Co jest niezwykle ważne, ta definicja, z którą spotykamy się na co dzień, jest oficjalną definicją w dokumentach Ministerstwa Spraw Wewnętrznych i Administracji, ale też w podręcznikach policyjnych. Jeśli więc zajdzie potrzeba użycia jej, to śmiało można się tym właśnie posiłkować i pamiętać, aby zawsze podać źródło, bo jest to formalnie państwowa definicja. Oprócz tego istnieje też inna opcja, która mówi o tym, że są to wszystkie możliwe czyny popełniane na tle rasistowskim i ksenofobicznym, które podlegają sankcjom karnym jako przestępstwo kryminalne.

Z badań stowarzyszenia wynika, że ponad 90% treści o charakterze nienawistnym w internecie skierowanych do osób ze społeczności żydowskiej nie jest w formie pojedynczej np. „Kowalski, Ty Żydzie”, tylko do całej grupy.

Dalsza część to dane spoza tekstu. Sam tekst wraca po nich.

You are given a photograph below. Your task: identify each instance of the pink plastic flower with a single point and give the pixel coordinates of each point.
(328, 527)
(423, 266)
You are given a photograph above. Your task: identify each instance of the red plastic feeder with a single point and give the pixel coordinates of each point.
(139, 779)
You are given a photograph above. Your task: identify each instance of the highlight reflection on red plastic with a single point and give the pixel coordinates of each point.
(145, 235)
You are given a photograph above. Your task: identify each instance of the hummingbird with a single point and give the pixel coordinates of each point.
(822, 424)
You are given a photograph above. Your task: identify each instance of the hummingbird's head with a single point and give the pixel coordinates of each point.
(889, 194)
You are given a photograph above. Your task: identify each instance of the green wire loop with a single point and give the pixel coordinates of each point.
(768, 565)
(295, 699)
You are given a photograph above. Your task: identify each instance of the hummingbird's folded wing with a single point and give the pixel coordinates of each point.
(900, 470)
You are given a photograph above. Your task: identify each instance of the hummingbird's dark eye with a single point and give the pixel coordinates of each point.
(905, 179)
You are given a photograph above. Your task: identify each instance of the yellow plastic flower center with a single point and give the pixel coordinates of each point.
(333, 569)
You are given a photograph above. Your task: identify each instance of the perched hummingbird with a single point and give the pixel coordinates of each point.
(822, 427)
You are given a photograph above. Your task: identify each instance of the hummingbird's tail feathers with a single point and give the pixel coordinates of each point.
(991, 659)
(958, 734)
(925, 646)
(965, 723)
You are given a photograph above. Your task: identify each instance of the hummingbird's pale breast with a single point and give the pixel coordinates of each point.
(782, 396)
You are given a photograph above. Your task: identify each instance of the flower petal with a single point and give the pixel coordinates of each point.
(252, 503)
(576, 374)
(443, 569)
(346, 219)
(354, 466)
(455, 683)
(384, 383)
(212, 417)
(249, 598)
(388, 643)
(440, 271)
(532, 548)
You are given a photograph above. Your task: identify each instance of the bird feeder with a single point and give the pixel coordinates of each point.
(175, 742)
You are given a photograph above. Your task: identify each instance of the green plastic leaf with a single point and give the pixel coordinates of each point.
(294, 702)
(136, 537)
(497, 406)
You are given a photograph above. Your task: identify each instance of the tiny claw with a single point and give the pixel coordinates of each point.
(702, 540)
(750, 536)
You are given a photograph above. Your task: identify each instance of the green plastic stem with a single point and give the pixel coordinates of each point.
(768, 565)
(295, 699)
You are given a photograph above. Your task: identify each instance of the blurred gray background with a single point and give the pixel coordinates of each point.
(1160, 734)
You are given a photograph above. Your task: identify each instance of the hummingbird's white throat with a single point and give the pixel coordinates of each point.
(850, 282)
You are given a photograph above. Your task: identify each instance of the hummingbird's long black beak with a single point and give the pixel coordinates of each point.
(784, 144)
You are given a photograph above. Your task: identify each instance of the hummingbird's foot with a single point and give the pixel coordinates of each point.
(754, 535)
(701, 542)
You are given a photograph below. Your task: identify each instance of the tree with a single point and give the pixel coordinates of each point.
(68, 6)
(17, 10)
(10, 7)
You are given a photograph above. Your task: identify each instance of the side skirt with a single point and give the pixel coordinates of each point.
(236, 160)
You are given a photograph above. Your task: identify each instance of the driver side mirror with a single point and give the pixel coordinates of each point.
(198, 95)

Mamy tu sytuację, w której możemy mówić o tym, że to jest nienawiść do ogółu osób. Każda społeczność mniejszościowa ma trochę inną specyfikę tych przestępstw. W stosunku do osób ze społeczności żydowskiej zazwyczaj są to treści w formie mnogiej, natomiast jeśli chodzi o inne społeczności, dużo częściej są to treści w formie pojedynczej.

Istotne jest, że mowa nienawiści może mieć charakter karalny, ale musimy pamiętać o tym, że to nie jest każdorazowe obrażanie jakiegoś człowieka, ale kwestia ekspresji, tego, co sprawca chce powiedzieć i to nie zawsze wynika wprost, a czasami wynika na przykład z jego aktywności w mediach społecznościowych. Zwracajmy na to szczególną uwagę.

Przestępstwa z nienawiści to sytuacja, w której każde przestępstwo, ale też każde wykroczenie jest z pobudek nienawistnych. Wprost mówi o tym definicja, która też pojawia się w oficjalnych materiałach policyjnych oraz MSWiA. Będzie również można ją znaleźć w nowych wytycznych prokuratora generalnego, które pośrednio obowiązują policjantów w postępowaniach przygotowawczych.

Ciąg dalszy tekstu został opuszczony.